Я посмотрел на него. Он поправил очки и показал бумагу, не смущаясь. Лист был расчерчен, и по левому краю стояли номера — от первого до двадцать какого-то, мелко, столбиком.
— Ладно. Первое: петли. Длинный, пошёл.
Длинношинельный вошёл и задержался в проёме, выбирая, куда дальше.
— Убит, — сообщил Митька.
Тот оглянулся.
— Кем?
— Домом.
— Ещё раз, — сказал я.
Во второй заход длинношинельный пересёк порог и сразу ушёл к петлям. Уже лучше. Остальных прогнали следом: вход, шаг в сторону, ближний угол, дальний. Грачёв за их спинами вёл пальцем по своим номерам и дважды меня поправил. Я сказал «слушать дом», он прочёл с листа: «Дом обязан молчать. Если молчит — спроси почему». Я не помнил, чтобы говорил именно так. Может, и не я.
На стояке я передал слово Ерёмину. Он подошёл к кресту, положил ладонь на кирпич.
— Вот тут, — сказал он новичкам на «вы», как всем, — стена в полкирпича. В домах нашего квартала — на этом самом месте. Где крест, там пробуется. — Он помолчал и добавил честно: — Пробуется. Не открывается. Бывают печи переложены. Крест — это где спросить, а не где войти.

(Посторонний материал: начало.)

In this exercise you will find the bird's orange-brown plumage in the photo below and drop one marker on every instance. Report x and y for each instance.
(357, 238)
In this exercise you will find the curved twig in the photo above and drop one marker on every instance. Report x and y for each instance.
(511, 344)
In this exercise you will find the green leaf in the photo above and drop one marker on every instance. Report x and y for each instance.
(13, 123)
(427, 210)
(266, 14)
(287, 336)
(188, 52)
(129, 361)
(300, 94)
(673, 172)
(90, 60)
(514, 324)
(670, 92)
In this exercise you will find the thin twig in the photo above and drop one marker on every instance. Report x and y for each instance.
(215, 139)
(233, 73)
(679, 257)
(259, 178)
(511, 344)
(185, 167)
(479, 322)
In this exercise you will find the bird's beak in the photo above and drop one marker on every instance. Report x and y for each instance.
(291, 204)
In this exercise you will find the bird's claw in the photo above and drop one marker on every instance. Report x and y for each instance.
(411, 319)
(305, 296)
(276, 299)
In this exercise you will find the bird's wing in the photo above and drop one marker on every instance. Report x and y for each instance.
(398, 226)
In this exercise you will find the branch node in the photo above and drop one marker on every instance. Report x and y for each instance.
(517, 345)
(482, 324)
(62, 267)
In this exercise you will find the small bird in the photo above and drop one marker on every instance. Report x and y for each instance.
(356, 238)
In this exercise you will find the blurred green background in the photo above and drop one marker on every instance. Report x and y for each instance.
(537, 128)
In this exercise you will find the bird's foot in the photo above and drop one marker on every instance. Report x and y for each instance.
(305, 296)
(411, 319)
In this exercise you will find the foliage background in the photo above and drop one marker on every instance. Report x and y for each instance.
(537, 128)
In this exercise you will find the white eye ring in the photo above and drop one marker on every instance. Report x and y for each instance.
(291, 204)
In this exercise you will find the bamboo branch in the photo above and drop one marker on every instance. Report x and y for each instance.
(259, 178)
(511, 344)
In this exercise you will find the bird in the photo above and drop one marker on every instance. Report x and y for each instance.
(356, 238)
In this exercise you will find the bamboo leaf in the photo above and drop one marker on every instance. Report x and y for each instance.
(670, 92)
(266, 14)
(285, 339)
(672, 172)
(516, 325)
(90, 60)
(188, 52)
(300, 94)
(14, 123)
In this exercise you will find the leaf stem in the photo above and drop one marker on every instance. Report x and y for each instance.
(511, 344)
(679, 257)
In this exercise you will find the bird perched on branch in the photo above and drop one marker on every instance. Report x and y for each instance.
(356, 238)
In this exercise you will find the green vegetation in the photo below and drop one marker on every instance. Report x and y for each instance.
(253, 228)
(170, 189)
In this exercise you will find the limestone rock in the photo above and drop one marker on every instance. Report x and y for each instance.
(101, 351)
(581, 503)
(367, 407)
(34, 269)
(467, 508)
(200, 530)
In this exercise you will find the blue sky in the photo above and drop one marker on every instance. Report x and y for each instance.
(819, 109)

Очкастый связист поднял руку, как в школе.
— А если дом не типовой?
Отделение переглянулось. Митька открыл рот. Я успел раньше:
— Тогда план врёт. План всегда врёт там, где жили люди. Запомнили? В бумаге это…
— Пункт одиннадцатый, — сказал Грачёв.
Про двери я сказал им отдельно, в самом проёме, поставив всех так, чтобы видели ширину.
— Семьдесят восемь сантиметров. В дверях не стоять. Никому. Никогда. Вошёл — сразу в сторону. Это не пункт. Это первее пунктов.
Длинношинельный хмыкнул — тихо, но я услышал.
Ответить я не успел: снаружи, с северо-запада, знакомо скрипнуло, и через две секунды в пустырь за домами легла мина. Вторая — ближе, у первой линии.
Двор мы пересекали все вместе — я гнал их в щель, отрытую позади дома. Отделение ушло в землю, как вода в песок: три секунды — и двор пустой. Из новых добежали четверо. Усатый упал где стоял и вжался — правильно. А длинношинельный застыл посреди двора и смотрел вверх, откуда скрипело.